The story that drove the worldwide stock-market bubble that peaked in 2000 was complex, but, put crudely, it was that bright, aggressive people were leading the way to a new era of capitalist glory in a rapidly globalizing economy. Such people became new entrepreneurs and world travelers on the way to prosperity. This narrative seemed plausible to casual observers, because it was tied to millions of little human-interest stories about the obvious successes of those — friends, neighbors and family members — who had the vision to participate enthusiastically in the new environment.
But it is hard today to recreate such a narrative, given so many stories of trouble.
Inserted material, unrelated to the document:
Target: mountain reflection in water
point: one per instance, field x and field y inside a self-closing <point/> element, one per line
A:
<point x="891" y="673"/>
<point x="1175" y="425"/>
The stock markets’ rebound since March seems not to be built around any inspirational story, but rather the mere absence of more really bad news and the knowledge that all previous recessions have come to an end. At a time when the newspapers are filled with pictures of foreclosure sales — and even of surplus homes being demolished — it is hard to see any cause for the markets’ rebound other than this “all recessions come to an end sooner or later” story.
Indeed, the “capitalists triumphant” story is tarnished, as is our faith in international trade. So, here is the problem: There isn’t a plausible driver of a dramatic recovery.
Starting an economic recovery is like launching a new movie: Nobody knows how people will react to it until people actually get to see it and talk about it among themselves. The new movie Star Trek, based on yet another remake of a television show from more than 40 years ago, surprised everyone by raking in US$76.5 million on its first weekend.
That old story just got some excitement back with this new movie. Similarly, we have to hope that some of the same old stories that propelled us in the past — the rise of capitalism and its internationalization throughout the world economy — can somehow be dusted off and revived yet again to invigorate the animal spirits that drive economic recovery. Our efforts to stimulate the economy should be focused on improving the script for those stories, making these stories believable again.
This means making capitalism work better and making it clear that there is no threat of protectionism. But the rationale must be to get the world economy out of its current risky situation, not to propel us into yet another speculative bubble.
Robert Shiller is a professor of economics at Yale University and chief economist at MacroMarkets LLC.